How prisons work vary from country to country, with some being more strict than other when it comes to, for example, wearing uniforms. However, one thing that most prisons have in common is that prisoners have to give up their personal possessions.
In prison, resocialization also works based on a system of reward and punishment, under the surveillance of an authority figure, the prison ward. This system seeks conformity to rules, and means, for example, that obedient inmates are rewarded with access to a TV or a telephone.
5. Concentration camps
The most cruel and violent form of resocialization are concentration camps, with many examples throughout history, both past and present.

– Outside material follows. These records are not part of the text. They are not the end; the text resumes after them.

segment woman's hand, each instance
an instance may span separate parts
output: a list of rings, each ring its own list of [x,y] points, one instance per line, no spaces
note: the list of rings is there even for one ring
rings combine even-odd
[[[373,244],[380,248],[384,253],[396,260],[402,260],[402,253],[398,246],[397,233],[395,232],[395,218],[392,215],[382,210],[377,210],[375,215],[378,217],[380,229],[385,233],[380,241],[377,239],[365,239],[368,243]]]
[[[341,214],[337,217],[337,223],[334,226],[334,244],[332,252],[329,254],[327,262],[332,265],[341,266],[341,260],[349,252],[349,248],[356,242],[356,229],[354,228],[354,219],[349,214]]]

One of the most historically well-known concentration camps are those run by Germany during World War II. Concentration camp inmates were stripped of their clothes, tortured and exterminated in the millions.
In these concentration camps people were given serial numbers, often tattooed on their are arms, instead of being called by their names. This represents the most extreme way of taking away someone’s identity.
Conclusion
Resocialization is a learning process that individuals undergo, either voluntarily or involuntarily, that entails replacing old roles and behaviors by new ones. This means unlearning values, behaviors, beliefs, norms or practices.
Voluntary socialization normally happens by choice, for example, when people change jobs and have to adapt how things work in their new organization. Involuntary socialization is forced upon people, for example, when entering prison.
Resocialization can mean small and mild changes, or it can entail more drastic ones.
Bibliography
McCorkle, L. W.; Korn, R. (1954). Resocialization Within Walls. The ANNALS of the American Academy of Political and Social Science, 293(1), 88–98.
Morrisson, L (2007) Resocialization in Ritzer, G. (ed.). The Blackwell Encyclopedia of Sociology.
Rubin, J. H (2017) Total Insitutions in Turner, S. B. (ed) The Wiley Blackwell Encyclopedia of Social Theory. John Wiley & Sons, Ltd.
Goffman, E. (2009) Asylums: Essays on the Social Situation of Mental Patients and Other Inmates. New Brunswick: Aldine Transaction.
Gigliotti, S., & Lang, B. (Eds.). (2005). The Holocaust: A reader. Malden, MA: Blackwell.